DCE: De uma forma geral a UEL aprova a proposta da Reforma Universitária?

Lígia: Sim, dentro dos parâmetros que eu te falei, e que eu acho que são os pilares que norteiam a Reforma, pilares que a gente sempre brigou, como o bem público,a autonomia didática e financeira, a inclusão social, a mudança no sistema de avaliação e permanência. Agora obviamente, são pilares que nós precisamos saber no detalhamento como isso vai ficar.

DCE: Mesmo correndo o risco de acontecer como na Reforma da Previdência , na qual existia o ideal e o possível.Mas depois, o que foi aprovado não foi nem o ideal nem o possível ?

Lígia: Mas nós não vamos querer isso .Isso que estou te falando está escrito. Autonomia e financiamento , avaliação, estrutura de gestão, isso está num documento e esses são pilares de documentos redigidos e a gente vai brigar por isso.

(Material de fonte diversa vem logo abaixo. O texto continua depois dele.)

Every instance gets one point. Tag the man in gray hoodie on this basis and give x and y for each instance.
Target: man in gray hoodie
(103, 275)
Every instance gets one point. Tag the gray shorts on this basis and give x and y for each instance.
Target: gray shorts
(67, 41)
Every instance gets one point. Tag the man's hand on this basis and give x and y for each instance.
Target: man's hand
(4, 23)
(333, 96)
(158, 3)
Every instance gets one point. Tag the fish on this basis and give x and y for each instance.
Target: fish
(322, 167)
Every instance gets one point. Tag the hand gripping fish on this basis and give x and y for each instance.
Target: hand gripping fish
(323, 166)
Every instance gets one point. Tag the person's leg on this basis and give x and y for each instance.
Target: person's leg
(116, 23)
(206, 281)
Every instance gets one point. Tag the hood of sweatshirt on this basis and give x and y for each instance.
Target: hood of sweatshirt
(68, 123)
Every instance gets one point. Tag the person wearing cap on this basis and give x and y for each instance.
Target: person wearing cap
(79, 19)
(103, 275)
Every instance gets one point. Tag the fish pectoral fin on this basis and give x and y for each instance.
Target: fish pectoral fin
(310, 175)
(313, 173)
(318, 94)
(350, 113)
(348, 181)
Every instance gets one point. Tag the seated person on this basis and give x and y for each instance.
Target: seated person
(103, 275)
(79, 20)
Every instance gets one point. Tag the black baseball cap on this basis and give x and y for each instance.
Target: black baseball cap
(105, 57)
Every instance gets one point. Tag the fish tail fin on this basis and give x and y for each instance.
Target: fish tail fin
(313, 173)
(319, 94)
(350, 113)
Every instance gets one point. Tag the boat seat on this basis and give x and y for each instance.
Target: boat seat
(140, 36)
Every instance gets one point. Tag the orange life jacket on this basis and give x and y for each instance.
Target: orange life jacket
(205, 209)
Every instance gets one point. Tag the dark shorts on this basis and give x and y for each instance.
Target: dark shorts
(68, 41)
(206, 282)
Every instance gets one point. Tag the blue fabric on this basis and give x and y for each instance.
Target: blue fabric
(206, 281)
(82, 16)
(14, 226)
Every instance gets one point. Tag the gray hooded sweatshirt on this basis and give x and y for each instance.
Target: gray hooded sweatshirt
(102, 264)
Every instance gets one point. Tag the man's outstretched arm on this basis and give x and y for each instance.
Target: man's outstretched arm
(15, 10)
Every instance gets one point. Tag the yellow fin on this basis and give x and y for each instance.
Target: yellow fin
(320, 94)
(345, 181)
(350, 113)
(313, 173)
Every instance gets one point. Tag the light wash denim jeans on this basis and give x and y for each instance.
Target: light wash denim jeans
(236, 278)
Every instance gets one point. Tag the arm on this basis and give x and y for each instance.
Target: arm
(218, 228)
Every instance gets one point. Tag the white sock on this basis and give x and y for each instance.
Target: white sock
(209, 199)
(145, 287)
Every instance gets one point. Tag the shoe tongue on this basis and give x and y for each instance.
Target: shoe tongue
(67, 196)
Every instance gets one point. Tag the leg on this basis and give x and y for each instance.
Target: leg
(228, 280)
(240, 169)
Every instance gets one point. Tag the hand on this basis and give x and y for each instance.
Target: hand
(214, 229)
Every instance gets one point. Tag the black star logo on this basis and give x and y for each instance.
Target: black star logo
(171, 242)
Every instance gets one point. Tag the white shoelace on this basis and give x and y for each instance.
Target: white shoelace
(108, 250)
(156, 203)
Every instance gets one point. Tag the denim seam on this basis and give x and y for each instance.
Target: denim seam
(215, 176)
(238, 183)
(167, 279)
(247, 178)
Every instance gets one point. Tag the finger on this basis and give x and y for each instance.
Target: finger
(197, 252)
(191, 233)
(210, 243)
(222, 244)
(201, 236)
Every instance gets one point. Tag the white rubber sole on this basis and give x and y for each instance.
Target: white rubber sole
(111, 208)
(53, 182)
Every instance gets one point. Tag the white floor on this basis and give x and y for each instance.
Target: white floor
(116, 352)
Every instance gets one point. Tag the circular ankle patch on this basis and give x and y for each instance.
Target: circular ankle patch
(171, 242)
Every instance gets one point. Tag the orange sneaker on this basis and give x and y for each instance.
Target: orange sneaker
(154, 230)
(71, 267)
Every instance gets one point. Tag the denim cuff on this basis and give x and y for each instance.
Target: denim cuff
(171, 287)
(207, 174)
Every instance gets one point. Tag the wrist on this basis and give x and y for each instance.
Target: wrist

Se for isso que está escrito, a gente consegue avançar, se não for que pena, porque eu acho que nós estamos em um momento de repensar toda a universidade. Mas qual é a situação ideal? Hoje, é uma reflexão.O profissional que nós formamos hoje, tem que ter uma visão global daquilo e não uma visão direcionada, como era antigamente. Todos nós, em qualquer mudança que sejamos submetidos ,é natural que existam resistências , só que o novo também tem que ser refletido.Tem que haver muita discussão sobre isso, por isso ,eu digo ,não sou totalmente a favor ou totalmente contra, nós temos que mudar, isso para mim é muito claro, e como nos vamos fazer isso...?

DCE: E a posição que os alunos escolherem, a UEL vai levar em consideração ou não?

Lígia: A minha proposta é que a universidade como um todo discuta isso, os alunos junto com os docentes, porque a universidade somos nós que fazemos. Essa troca de idéia e reflexão tem que existir de todo mundo. Todos nós estamos envolvidos no processo. Por isso,vamos fazer os debates e uma ampla divulgação, para que o maior número de pessoas participem. e discutam, para que a gente possa contribuir com o debate nacional. Para que as coisas aconteçam se possível da melhor maneira possível e do jeito que a gente acredita.